Answer: Trump recently cancelled the funding for Obamacare subsidies called “Cost Savings Reductions” which lower the out-of-pocket expenses like deductibles and copays for the lowest income portion of the ACA market. The funding for CSRs had been on shaky ground from the beginning. Fortunately, Covered California anticipated the latest political maneuver to sabotage Obamacare. What that means to you is that your Silver Level coverage will continue unchanged for 2018. The rate increased considerably, but so did the subsidy, resulting in a net premium that’s not too much more than you paid this year. The 2018 Covered California rates for Silver Plans, the only plans that include the CSR benefits, include an average 12% increase to cover defunding the CSR. A new bipartisan bill to fund the CSRs has Trump’s support and looks promising, but it’s unlikely that it will become law quickly enough to reduce Silver Plan rates before Open Enrollment for 2018 closes.

Question: I forgot the login for my Covered California account. Help?

Answer: You can recover your username and reset your password at the Covered California Login page by clicking on “Forgot Username” or “Forgot Password”. After you correctly answer your security questions, you will be able to retrieve your username and create a new password. If you do not remember the answers to your security questions, it is best to leave them unanswered and call the Covered California Service Center at (800) 300-1506. A Service Center representative can help reset your password.

Question: My son is covered by Covered California as part of our household. Does his student health coverage count as essential coverage for Obamacare?

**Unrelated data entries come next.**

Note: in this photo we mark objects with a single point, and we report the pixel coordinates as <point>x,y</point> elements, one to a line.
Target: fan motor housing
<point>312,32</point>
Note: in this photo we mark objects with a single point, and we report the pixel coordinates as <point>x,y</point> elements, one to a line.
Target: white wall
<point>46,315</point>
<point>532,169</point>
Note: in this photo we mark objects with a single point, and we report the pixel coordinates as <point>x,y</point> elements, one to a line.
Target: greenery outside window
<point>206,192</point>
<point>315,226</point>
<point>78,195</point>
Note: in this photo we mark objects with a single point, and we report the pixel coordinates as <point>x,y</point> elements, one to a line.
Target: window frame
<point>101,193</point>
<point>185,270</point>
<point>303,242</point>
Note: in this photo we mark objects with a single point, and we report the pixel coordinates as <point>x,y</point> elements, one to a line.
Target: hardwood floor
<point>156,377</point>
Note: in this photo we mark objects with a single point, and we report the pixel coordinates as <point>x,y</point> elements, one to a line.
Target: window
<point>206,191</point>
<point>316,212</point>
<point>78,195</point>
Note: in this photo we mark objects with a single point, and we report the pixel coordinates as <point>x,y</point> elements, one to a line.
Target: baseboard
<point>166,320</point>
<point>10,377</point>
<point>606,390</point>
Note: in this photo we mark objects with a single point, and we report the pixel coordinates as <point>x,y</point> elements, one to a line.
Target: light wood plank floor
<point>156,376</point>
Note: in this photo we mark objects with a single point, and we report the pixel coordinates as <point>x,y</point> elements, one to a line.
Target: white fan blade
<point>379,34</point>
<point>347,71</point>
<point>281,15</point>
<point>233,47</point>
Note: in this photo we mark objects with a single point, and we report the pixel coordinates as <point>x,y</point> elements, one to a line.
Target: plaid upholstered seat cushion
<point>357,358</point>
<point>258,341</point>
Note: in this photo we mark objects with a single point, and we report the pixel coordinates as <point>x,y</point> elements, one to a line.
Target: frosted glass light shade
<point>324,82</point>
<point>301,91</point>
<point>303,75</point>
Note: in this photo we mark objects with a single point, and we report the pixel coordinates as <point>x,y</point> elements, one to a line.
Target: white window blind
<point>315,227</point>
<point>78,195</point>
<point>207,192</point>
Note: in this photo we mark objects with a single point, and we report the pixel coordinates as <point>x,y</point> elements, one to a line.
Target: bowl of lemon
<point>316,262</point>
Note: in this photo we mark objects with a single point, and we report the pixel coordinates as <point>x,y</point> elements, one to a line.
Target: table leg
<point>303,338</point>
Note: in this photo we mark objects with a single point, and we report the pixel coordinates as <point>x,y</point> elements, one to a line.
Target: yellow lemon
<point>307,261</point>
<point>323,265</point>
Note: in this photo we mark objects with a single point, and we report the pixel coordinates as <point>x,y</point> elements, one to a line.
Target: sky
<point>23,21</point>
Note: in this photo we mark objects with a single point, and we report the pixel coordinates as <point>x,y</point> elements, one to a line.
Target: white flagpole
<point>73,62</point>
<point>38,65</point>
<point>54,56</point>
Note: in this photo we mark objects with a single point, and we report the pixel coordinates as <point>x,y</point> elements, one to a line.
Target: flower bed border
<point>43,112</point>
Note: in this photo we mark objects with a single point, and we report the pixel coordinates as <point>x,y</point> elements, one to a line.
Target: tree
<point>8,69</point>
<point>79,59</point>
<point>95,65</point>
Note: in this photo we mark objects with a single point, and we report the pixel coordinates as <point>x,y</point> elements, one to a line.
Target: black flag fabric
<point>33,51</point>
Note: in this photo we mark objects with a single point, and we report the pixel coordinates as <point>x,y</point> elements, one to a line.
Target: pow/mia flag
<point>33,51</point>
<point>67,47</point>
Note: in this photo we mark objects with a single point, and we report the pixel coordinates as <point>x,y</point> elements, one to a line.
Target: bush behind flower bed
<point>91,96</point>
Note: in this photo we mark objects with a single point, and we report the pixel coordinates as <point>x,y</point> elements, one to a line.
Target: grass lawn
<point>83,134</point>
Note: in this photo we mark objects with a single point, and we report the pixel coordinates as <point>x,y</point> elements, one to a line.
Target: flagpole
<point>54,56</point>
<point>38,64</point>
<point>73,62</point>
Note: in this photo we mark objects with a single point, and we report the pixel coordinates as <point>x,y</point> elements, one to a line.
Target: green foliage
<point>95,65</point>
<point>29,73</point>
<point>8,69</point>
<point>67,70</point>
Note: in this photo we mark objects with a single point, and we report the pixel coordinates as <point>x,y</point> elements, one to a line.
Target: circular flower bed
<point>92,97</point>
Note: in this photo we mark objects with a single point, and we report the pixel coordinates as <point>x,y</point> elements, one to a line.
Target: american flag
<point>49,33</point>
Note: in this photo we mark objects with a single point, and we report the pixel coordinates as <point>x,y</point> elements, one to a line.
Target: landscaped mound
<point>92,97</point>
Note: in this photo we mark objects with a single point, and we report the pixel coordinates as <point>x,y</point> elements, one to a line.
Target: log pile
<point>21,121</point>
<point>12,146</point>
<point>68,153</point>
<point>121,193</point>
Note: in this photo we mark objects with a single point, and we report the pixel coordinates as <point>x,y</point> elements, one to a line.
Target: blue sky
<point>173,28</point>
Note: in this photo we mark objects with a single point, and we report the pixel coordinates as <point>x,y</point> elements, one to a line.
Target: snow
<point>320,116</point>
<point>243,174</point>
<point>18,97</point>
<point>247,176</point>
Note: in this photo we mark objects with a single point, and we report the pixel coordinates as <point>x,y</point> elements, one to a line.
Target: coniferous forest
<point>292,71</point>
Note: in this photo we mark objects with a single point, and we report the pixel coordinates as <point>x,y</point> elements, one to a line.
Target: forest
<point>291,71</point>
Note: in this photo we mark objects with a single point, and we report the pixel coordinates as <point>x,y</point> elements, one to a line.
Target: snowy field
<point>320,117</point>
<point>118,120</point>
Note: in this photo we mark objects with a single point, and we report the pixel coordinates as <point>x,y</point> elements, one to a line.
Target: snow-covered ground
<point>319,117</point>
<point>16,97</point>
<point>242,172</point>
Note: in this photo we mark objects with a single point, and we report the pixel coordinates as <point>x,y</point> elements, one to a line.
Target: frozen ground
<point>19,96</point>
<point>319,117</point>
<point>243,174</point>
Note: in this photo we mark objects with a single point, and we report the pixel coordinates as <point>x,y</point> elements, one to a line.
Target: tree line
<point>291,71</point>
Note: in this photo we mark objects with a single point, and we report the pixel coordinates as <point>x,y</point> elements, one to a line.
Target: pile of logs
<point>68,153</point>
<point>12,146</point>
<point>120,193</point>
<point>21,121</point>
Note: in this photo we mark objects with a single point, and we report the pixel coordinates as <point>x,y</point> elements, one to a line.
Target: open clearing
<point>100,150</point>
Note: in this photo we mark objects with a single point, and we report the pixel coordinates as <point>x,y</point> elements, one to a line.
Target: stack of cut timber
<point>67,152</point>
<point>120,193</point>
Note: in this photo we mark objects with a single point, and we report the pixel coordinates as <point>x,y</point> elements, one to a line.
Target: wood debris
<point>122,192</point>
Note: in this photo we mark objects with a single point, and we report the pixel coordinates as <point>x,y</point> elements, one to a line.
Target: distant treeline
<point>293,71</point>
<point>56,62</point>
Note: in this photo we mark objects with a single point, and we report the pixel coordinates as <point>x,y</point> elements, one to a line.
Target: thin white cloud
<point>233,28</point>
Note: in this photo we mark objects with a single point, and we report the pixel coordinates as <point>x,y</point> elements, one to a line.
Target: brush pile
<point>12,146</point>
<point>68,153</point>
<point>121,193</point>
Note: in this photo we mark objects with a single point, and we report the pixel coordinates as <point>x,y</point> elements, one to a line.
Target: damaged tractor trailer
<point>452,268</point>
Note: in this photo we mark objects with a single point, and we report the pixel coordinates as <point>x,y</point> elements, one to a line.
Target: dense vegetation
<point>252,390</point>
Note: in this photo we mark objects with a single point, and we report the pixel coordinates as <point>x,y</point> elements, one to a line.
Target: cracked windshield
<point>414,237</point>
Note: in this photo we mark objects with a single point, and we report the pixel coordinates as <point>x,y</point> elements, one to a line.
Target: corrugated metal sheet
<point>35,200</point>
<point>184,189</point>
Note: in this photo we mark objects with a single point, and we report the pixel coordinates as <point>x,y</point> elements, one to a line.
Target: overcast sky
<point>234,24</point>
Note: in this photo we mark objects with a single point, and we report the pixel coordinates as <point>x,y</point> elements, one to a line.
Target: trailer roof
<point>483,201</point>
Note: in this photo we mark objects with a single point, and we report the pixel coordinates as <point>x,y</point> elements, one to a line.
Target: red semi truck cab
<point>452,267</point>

Answer: Yes. Student health plans count as “minimum essential coverage” under the Affordable Care Act. If your son chooses to enroll in a student health plan, the rest of the family is still eligible for advance tax credits through Covered California. Update your Covered California account to indicate that your son is a tax dependent and he is not seeking health coverage through Covered California.

Premium Assistance Repayment?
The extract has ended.